Despite the initiative’s language that Christoph says was an attempt to woo support by the taxpayers’ group, CC’s backers knew they faced opposition as the taxpayers group filed a ballot argument in opposition, Christoph said. “We just didn’t know how hard they were going to push it,” she said, calling the taxpayers’ single mailer damaging despite their own slew of direct mail pieces touting the measure.

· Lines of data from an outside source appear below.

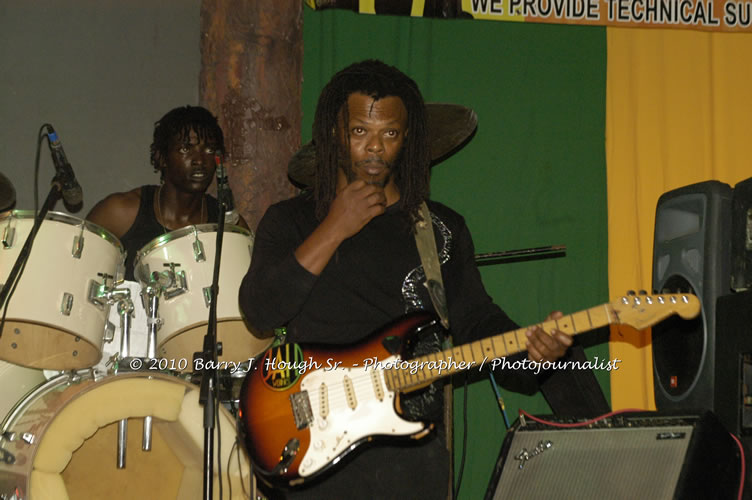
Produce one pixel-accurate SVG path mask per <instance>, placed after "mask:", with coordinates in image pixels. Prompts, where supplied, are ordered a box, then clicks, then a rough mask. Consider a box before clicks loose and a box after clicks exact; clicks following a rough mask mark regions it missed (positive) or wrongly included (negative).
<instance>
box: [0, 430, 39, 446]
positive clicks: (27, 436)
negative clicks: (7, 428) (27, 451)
mask: <svg viewBox="0 0 752 500" xmlns="http://www.w3.org/2000/svg"><path fill="white" fill-rule="evenodd" d="M0 437H1V438H2V439H4V440H5V441H8V442H9V443H12V442H13V441H15V440H16V439H18V438H19V437H20V439H21V441H23V442H24V443H26V444H34V440H35V439H36V436H35V435H34V433H32V432H24V433H22V434H21V435H20V436H19V435H18V433H17V432H14V431H6V432H3V434H2V435H0Z"/></svg>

Freeman deflected the opposition’s argument that omitting a defined lot size from the measure’s text could result in a public bailout for land speculators. “It is true that there is no minimum lot size,” he said, though the measure did define eligible open-space characteristics as those having aesthetic and recreational value and environmental and biologic value. “It had to be consistent with the pattern of open-space acquisitions that the city’s had for 25 years,” he said.

Measure CC’s initial sponsors included Village Laguna, Laguna Greenbelt Inc., the Laguna Canyon Conservancy, the South Laguna Civic Assoc., the Temple Hills Community Assoc. and the Top of the World Neighborhood Assoc., Christoph said. More recent filings also included an infusion from Getty Oil heiress Ann Getty Earhart.

In hindsight, both sides think the public would have been better informed about the measure if candidates’ forums had included more direct debate on the initiative.